Home / Is 8.5 hours the perfect amount of sleep – and could you survive on much less? | Life and style

Penn State University researchers claim we need eight and a half hours for sleep. Their reason? Most people only sleep 90% of their time in bed, so you need that extra half hour if you want to have eight hours real sleep.

Good sleep is worth the effort – but how long do you need?

0 hours Total sleep deprivation is literally torture. After three days you lose all sense of what is happening, and the body shuts the brain down in “microsleeps”. Eventually, you die. Not recommended.

Two hours No one lives with only two hours’ sleep every night. Yet many of us may end up with just two hours on special occasions. Not recommended, except in emergencies.

Four hours Some politicians and CEOs boast that they need only four hours’ sleep, but it simply isn’t true. Take Donald Trump, for example. If this were the case, the scientific evidence would suggest he would be overweight, show erratic behaviour, poor judgment and frequent mood swings. Arianna Huffington said she slept so little that she eventually collapsed. Since her recovery she makes sure she gets eight hours’ sleep. Four hours is not recommended, especially if you are in charge of a country or big business: dangerous for you – and the people around you.

Six hours A lot of people get only six hours’ sleep on workdays. “Thank God it’s Friday” has a scientific basis: your sleep loss has built up with each work night and you look forward to sleeping in. Working hours are the greatest cause of losing sleep. Ask for flexible hours or home-working and time office meetings for the afternoon.

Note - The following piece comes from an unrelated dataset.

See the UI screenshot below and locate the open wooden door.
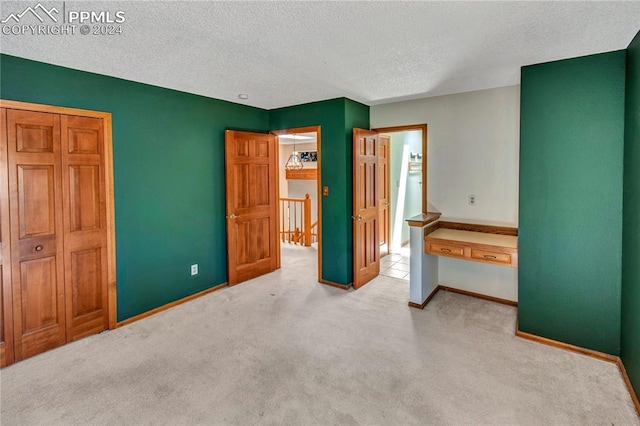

Eight hours This is the widely recommended amount you should sleep each night. Body clocks vary of course, so while Bill Gates finds seven hours is what he needs, you might need a little more.

Ten hours Teenagers need to sleep longer – about nine hours a night. Early school starting times are probably the greatest cause of teenagers losing sleep. Moving starting times later – as late as 10am – has been shown to reduce illness and increase exam scores.